Грусть белых ночей - Иван Науменко
Шрифт:
Интервал:
Закладка:
Студенты, которые едут на картошку, еще не очень задумываются над сложностями жизни. Счастливая молодая пора. Парни в брюках и девчата в брюках. Смеются, шутят, подкалывают друг друга. Картошка — просвет среди будничности институтских занятий. Вечером на деревенской улице, под ясными осенними звездами, зазвенит гитара, до глубокой ночи не стихнут песни, смех. Высоцкий знает, как студенты убирают картошку.
Зато в аудиториях, в коридорах — непривычная тишина. Ни звонков, ни гомона. С картошкой область, видимо, отстает, так как даже первый и пятый курсы направлены в колхозы.
Каждый день Высоцкий читает теперь по шесть часов. Он, понятно, утомляется, но есть в таком расписании свои преимущества. Предмет спецкурса — поэзия Купалы, и все четыре дня студенты будут слушать, думать только о Купале.
В аудитории теперь — интимная обстановка.
Высоцкий говорит, читает на память стихи, пока не заметит на лицах слушателей первые признаки усталости. Делает перерыв, прохаживается по длинному коридору, затем — снова в аудиторию.
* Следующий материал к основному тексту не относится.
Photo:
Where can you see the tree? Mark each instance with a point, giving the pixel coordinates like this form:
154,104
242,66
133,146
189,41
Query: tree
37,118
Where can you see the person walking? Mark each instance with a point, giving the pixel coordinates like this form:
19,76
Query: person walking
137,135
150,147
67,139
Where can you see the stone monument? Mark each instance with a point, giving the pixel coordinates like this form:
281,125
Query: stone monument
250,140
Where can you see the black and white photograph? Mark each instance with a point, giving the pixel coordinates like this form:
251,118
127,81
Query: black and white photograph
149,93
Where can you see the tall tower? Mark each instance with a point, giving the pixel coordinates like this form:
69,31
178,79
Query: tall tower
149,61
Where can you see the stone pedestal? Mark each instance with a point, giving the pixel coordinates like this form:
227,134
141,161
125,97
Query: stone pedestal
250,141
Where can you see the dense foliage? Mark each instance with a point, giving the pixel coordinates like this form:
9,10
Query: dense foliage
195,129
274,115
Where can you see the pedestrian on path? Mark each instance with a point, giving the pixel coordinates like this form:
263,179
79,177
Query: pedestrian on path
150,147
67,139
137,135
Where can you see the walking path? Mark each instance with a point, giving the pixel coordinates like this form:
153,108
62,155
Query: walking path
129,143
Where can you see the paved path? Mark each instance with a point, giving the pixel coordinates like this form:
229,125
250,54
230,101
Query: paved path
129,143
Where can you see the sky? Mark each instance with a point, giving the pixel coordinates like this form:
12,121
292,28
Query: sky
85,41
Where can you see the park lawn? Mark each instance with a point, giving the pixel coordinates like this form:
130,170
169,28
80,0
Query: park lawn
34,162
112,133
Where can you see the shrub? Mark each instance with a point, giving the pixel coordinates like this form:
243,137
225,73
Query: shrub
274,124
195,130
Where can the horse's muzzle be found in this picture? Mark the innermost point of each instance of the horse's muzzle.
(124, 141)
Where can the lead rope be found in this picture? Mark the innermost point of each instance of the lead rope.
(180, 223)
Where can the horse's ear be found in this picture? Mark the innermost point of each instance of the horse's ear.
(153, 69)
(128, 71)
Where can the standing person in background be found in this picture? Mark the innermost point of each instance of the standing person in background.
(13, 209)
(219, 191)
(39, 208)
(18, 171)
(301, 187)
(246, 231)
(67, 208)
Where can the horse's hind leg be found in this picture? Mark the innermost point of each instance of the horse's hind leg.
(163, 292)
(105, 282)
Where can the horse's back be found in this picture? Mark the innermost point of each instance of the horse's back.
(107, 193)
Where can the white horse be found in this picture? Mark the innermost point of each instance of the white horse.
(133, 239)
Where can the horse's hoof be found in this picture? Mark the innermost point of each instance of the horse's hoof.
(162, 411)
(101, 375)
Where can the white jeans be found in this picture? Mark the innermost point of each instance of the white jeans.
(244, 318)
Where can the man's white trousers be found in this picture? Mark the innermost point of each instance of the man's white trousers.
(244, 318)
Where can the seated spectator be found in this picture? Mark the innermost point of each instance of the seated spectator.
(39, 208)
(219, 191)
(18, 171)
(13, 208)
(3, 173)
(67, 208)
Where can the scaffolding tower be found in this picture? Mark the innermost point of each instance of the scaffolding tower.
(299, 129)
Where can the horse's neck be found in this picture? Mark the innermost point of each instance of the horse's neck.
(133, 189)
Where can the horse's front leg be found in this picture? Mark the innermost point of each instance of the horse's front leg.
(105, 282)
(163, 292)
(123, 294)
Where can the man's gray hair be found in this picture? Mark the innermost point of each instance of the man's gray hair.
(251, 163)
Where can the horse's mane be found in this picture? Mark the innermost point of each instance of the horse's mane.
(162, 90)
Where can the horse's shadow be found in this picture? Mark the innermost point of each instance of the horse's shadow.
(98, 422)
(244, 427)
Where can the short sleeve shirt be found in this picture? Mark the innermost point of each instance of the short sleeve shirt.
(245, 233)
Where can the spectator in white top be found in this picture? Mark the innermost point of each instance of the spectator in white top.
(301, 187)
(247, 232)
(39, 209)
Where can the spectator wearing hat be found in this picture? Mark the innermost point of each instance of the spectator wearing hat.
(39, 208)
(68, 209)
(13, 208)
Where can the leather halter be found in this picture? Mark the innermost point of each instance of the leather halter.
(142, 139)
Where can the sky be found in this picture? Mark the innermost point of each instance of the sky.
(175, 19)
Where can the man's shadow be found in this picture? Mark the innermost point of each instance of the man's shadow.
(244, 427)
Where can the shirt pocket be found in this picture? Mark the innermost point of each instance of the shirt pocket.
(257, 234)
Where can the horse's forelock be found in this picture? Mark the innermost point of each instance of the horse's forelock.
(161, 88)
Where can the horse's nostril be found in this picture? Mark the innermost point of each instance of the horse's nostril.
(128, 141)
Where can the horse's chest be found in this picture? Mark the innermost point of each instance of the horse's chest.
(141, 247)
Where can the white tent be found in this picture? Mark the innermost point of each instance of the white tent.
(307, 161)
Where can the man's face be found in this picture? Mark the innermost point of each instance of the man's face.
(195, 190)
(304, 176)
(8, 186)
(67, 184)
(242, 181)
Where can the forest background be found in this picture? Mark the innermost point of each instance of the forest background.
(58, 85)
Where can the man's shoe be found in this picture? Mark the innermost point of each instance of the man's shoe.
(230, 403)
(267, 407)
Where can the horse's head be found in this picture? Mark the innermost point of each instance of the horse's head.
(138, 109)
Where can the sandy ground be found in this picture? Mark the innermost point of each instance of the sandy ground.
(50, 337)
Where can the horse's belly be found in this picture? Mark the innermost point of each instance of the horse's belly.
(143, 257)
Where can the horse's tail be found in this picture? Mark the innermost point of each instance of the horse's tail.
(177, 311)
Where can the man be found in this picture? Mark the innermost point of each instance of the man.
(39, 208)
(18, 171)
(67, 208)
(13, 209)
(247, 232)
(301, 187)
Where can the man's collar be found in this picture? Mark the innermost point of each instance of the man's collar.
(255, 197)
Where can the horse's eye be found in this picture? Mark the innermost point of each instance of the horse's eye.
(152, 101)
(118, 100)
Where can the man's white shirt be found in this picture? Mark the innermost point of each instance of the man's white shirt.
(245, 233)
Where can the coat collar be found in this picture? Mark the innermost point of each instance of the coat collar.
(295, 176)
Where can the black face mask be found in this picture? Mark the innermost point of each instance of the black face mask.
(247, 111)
Весь день перед студентами он один. Нет, не один — вместе с Купалой. Так будет завтра, послезавтра. Надо, чтобы молодые коллеги поняли, какой могучий талант Купалы, легко и свободно вошли в созданный им поэтический мир.
Так вот Купала, дорогие друзья, жил краем, который называется Беларусь, бредил его прошлым, будущим, с пламенной страстью стремился понять, чем живет, чем хочет жить крестьянин — житель края, его труженик, хранитель духовных богатств.
Из двух частей складывается мир Купалы — из того, что в течение столетий создавали предки и откуда полными пригоршнями поэт черпал, — из сказок, легенд, песен — и еще из того, что принесла революция, которая написала на знаменах слова, звавшие на борьбу за лучшую долю.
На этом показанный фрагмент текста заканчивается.